The Liberation

August 1945. The Japanese surrender came as unexpectedly to the prisoners of war and civilians in the camps as it did to the Indonesians. Even for the Japanese military. The capitulation was only announced in the camps days later, and not on the same day in every camp.

You couldn't leave yet. The Japanese had the order to keep the prisoners inside until the Allied troops would take over. This announcement was made on leaflets, which were dropped together with food packages from airplanes. At least above the camps they knew were located.

In the first weeks, there was no sign of an anti-Dutch attitude. For example, at the Siringorfingo camp, hundreds of Indonesians and Chinese streamed into the camp, often having made a long journey from remote plantations or from Medan.

Willem Klooster, former editor-in-chief of the Deli Courant, describes how they greeted the former Dutch internees and couldn't hold back their tears. They brought baskets full of fruits, chicken, eggs, rice, sugar, and cigarettes, and asked what more they could do. They told how they had also suffered under the Japanese occupation and how their friends had been murdered by the Kempetai. How everything had been taken from them and how they had been beaten and abused. How they had lived in constant fear and terror for three and a half years under the whip of Nippon.

Touching letters came from Indonesian friends and former staff, showing their affection. (History of Indonesia)

The situation changed drastically in the course of September. (See Bersiap period)

We didn't notice much of the liberation. We were too dazed for it. More food came in. Also the withheld medicines. We were lucky, because for the most difficult to reach camps, the liberation only came in the course of the year 1947!

From later found reports in Singapore, it appears that a Japanese military order was issued on August 1, 1944, to kill all remaining internees. The camp commanders could decide for themselves how. Japan wanted to commit genocide. The remaining Dutch people, who were imprisoned in 155 camps in 1942, had already been gathered in 43 camps by August 1945.

In anticipation of the impending genocide, many trenches around the camps were already dug by the prisoners themselves.

But it wouldn't come to that.

On August 10, 1945, the Japanese detonated their first atomic bomb in Hungnam, Korea (under the leadership of Professor Nishima). Only after that did the USA decide to drop two atomic bombs.

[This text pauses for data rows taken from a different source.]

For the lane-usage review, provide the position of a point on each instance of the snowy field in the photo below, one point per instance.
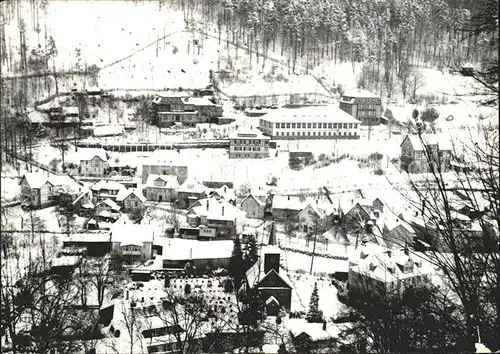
(304, 284)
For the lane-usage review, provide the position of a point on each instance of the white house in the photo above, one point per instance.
(253, 206)
(93, 162)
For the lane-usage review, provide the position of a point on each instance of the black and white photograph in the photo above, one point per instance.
(249, 176)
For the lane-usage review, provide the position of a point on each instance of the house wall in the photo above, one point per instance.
(283, 295)
(93, 168)
(285, 214)
(167, 119)
(184, 201)
(180, 171)
(154, 194)
(198, 263)
(132, 203)
(307, 220)
(319, 130)
(252, 208)
(355, 212)
(248, 148)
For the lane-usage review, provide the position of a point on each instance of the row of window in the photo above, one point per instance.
(316, 125)
(237, 155)
(248, 142)
(314, 134)
(244, 148)
(94, 163)
(367, 113)
(367, 106)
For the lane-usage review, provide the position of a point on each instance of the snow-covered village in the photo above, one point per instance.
(249, 176)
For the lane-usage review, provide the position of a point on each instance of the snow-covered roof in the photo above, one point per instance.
(87, 154)
(131, 234)
(65, 261)
(182, 249)
(165, 158)
(170, 181)
(314, 331)
(107, 130)
(429, 139)
(287, 202)
(201, 101)
(122, 160)
(248, 133)
(250, 196)
(313, 114)
(125, 193)
(191, 185)
(111, 204)
(215, 209)
(387, 265)
(38, 179)
(108, 185)
(360, 94)
(225, 192)
(99, 236)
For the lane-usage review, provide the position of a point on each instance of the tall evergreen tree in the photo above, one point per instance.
(236, 268)
(314, 314)
(252, 251)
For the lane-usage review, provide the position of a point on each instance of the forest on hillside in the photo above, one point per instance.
(390, 37)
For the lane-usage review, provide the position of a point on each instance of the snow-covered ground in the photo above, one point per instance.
(303, 287)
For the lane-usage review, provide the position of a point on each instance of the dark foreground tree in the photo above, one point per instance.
(236, 267)
(314, 314)
(458, 215)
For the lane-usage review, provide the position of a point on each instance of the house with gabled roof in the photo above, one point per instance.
(419, 153)
(315, 216)
(39, 190)
(254, 206)
(377, 271)
(135, 241)
(215, 219)
(93, 162)
(132, 200)
(223, 192)
(103, 190)
(270, 279)
(161, 188)
(363, 210)
(286, 208)
(189, 192)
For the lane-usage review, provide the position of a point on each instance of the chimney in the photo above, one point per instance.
(271, 261)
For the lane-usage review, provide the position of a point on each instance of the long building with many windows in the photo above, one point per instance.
(248, 143)
(314, 122)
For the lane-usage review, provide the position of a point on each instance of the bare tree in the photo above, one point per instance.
(467, 257)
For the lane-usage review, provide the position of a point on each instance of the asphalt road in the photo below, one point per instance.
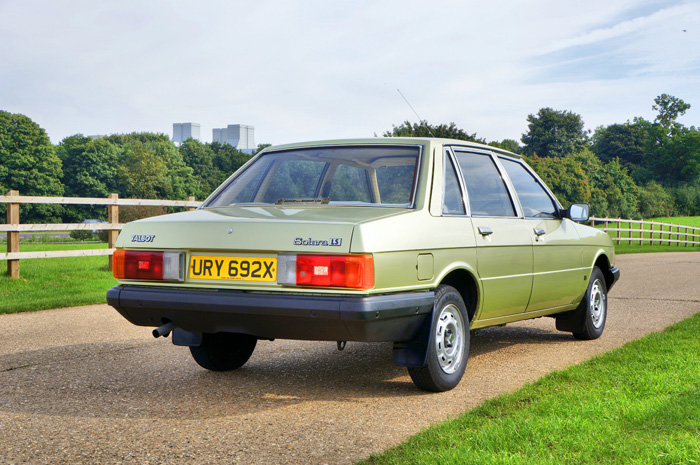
(82, 385)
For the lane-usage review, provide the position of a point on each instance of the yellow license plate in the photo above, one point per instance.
(234, 268)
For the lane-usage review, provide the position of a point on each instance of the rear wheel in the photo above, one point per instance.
(224, 351)
(448, 348)
(593, 308)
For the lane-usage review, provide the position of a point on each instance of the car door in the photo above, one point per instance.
(503, 242)
(558, 274)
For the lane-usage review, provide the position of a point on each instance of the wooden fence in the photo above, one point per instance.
(13, 227)
(648, 232)
(636, 231)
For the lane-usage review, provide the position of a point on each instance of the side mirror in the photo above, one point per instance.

One bomb (Little Boy) on the military city of Hiroshima on August 6 killed 66,000 people and injured 69,000. On August 9, another bomb (Fat Man) on the naval city of Nagasaki killed 39,000 and injured 25,000 (these are just the immediate numbers, many more would follow).

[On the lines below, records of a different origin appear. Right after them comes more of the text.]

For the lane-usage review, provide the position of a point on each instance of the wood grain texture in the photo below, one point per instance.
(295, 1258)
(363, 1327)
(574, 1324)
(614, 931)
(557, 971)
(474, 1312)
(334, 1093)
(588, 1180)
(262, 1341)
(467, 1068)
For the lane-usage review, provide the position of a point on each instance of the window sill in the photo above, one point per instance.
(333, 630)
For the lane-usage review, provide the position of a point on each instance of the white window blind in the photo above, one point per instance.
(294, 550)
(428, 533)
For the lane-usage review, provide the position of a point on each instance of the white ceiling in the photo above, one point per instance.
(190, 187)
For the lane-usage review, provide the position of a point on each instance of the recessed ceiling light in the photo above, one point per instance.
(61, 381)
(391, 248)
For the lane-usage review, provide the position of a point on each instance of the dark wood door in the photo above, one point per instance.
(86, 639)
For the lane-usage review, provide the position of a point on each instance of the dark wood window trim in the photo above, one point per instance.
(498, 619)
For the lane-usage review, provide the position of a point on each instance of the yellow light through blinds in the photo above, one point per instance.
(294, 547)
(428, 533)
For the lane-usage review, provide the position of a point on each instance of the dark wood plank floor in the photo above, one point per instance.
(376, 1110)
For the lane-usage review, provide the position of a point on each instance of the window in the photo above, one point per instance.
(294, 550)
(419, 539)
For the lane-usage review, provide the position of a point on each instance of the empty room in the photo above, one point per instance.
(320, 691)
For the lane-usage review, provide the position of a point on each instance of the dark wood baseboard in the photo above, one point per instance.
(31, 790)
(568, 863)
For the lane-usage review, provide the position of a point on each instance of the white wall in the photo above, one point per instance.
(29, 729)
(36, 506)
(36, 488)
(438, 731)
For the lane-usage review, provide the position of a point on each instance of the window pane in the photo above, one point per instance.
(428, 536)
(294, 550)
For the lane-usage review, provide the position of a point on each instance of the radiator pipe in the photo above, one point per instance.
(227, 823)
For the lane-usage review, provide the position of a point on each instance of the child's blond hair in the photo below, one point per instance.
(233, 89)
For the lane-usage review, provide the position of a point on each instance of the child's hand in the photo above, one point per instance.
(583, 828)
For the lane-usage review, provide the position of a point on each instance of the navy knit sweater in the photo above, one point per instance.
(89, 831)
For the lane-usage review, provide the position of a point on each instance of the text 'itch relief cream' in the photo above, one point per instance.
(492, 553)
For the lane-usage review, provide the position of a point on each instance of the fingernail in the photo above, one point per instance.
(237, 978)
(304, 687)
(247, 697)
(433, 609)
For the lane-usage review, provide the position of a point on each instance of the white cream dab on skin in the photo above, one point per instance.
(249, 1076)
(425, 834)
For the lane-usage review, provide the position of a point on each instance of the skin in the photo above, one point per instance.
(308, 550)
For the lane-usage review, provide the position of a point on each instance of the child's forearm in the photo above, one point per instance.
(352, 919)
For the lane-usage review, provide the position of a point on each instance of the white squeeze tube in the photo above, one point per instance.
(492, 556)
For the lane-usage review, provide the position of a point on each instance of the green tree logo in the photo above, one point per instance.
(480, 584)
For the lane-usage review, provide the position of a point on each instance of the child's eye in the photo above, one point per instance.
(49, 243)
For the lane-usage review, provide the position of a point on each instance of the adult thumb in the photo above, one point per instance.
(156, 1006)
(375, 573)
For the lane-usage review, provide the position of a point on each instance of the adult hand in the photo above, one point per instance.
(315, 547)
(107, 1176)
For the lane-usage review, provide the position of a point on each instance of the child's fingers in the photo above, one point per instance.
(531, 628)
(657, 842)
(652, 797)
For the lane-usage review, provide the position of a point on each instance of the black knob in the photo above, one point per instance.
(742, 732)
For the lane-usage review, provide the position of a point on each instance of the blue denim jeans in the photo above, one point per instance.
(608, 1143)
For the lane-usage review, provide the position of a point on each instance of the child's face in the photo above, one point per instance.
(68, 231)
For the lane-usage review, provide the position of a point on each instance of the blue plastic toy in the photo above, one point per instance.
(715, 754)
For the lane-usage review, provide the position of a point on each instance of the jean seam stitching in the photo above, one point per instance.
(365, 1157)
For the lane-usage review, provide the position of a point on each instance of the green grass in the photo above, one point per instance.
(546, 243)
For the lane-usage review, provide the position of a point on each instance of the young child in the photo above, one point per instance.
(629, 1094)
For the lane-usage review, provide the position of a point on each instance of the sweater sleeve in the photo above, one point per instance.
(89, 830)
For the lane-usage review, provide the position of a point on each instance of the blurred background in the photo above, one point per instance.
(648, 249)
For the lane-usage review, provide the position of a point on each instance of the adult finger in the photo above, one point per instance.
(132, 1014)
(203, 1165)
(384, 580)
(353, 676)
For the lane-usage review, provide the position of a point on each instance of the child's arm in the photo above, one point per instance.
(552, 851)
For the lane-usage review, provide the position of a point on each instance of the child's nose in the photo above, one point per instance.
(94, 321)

The very first atomic bomb was detonated in the USA in July 1945. So there was no racist argument to drop one on Japan.

Securing the Kokutai (best translated as national identity) and thereby the emperorship was of greater importance to the Japanese army than the death of even the entire population. Even after the nuclear attacks, the Japanese government remained hesitant (Hugo Röling, NRC). Hideki Tojo, who had given the order to attack Pearl Harbor in 1941, wanted to continue even after the American atomic bombs on Hiroshima and Nagasaki. According to him, surrender was a disgrace.

He was hanged in 1948. Hirohito made the decision and ordered to agree to an unconditional surrender, with the important condition that his position as emperor would be preserved.

So were the bombs not even decisive for this decision? Discussion about this at http://weblogs3.nrc.nl/expertdiscussies/geen-effect-atoombom-op-japan/ See also "Voice of the Crane" lecture by Hans Liesker.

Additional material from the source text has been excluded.